Sunday's heat melted the asphalt and the runners. I ran clipped corners and kept sipping water. Two Sundays and two races, The Summer Roundup and the Zooma Colorado half. At each finish line my daughter waited. She smiled, cheered, and brought the dog up to great my finish. This past Sunday, moving across the finish line, I remebered the times I waited for her, supported her, was cheering her finishes and performances.
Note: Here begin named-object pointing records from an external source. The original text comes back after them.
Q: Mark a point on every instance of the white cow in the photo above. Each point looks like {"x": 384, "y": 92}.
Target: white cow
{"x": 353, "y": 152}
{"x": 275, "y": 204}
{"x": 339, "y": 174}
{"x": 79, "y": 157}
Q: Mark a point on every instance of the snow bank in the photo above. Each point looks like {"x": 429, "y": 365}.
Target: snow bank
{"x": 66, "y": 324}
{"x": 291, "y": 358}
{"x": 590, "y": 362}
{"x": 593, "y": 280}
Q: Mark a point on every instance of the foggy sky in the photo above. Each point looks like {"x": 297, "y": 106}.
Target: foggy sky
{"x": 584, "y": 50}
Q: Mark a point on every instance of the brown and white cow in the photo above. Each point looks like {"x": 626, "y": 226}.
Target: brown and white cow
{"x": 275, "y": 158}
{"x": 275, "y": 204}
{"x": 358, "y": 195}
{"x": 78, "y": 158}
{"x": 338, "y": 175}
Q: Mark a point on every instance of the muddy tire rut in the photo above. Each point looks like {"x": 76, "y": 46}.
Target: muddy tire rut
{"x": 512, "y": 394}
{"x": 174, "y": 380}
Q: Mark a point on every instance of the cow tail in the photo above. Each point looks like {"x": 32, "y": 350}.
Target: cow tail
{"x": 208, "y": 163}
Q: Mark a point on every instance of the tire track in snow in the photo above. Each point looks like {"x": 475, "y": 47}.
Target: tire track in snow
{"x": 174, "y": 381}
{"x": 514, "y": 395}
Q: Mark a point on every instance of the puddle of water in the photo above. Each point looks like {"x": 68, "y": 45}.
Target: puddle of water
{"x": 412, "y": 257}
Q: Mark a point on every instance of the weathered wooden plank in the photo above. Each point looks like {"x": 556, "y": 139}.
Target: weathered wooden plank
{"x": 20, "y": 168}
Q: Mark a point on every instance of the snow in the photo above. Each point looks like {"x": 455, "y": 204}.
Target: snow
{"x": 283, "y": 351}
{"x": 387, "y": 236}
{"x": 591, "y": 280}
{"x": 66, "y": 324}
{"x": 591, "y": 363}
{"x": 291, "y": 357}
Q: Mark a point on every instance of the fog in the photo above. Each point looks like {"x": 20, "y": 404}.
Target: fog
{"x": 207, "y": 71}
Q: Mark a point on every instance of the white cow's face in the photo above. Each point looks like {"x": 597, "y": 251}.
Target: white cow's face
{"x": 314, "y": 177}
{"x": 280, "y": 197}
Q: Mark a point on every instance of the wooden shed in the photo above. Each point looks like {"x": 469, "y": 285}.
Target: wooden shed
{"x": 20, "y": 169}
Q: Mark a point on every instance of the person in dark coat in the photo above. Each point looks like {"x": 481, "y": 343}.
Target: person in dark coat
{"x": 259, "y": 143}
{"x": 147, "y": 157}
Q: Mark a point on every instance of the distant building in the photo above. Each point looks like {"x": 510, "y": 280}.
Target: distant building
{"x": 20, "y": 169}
The role reversal is not quite new.A few years ago, when she was still in high school and I was being hit with chemo and radiation and surgeries, she was there, carrying small perfectly prepared plates of food, trying to cajole me into eating, using some of the same words I did when she was young and needed to eat.
She kept her fear for me close to herself, and brought a laughing light presence that cut through my pain and fear and held my soul in its keen clarity of love.
Here she was, waiting and cheering.
"I'm so slow, so slow" I grumbled, throwing myself down in a slit of shade,"it kind of makes me crazy to remember being stronger, faster."
"This is kind of bittersweet", I continued my lament"I'm glad to be here, but I am angry at not being where I was, where I could've been".
She shook her head. "I'm proud of you Mom. Your training hard, almost every day. You give it 100%. Look at how far you've come.
You set a goal and you are doing it. You are amazing."
I mumbled a few words to protest and hang on to my self pity. She would have none of it.
"Its a great day. You just ran two races in two weekends. There is some champagne at the after race party. Enjoy it. Enjoy what you did,
I knew she was right. Its hard when the kid is right.
The clarity of her love continues to hold me and remind me of what is important in life. Thanks Bear. You are my heart.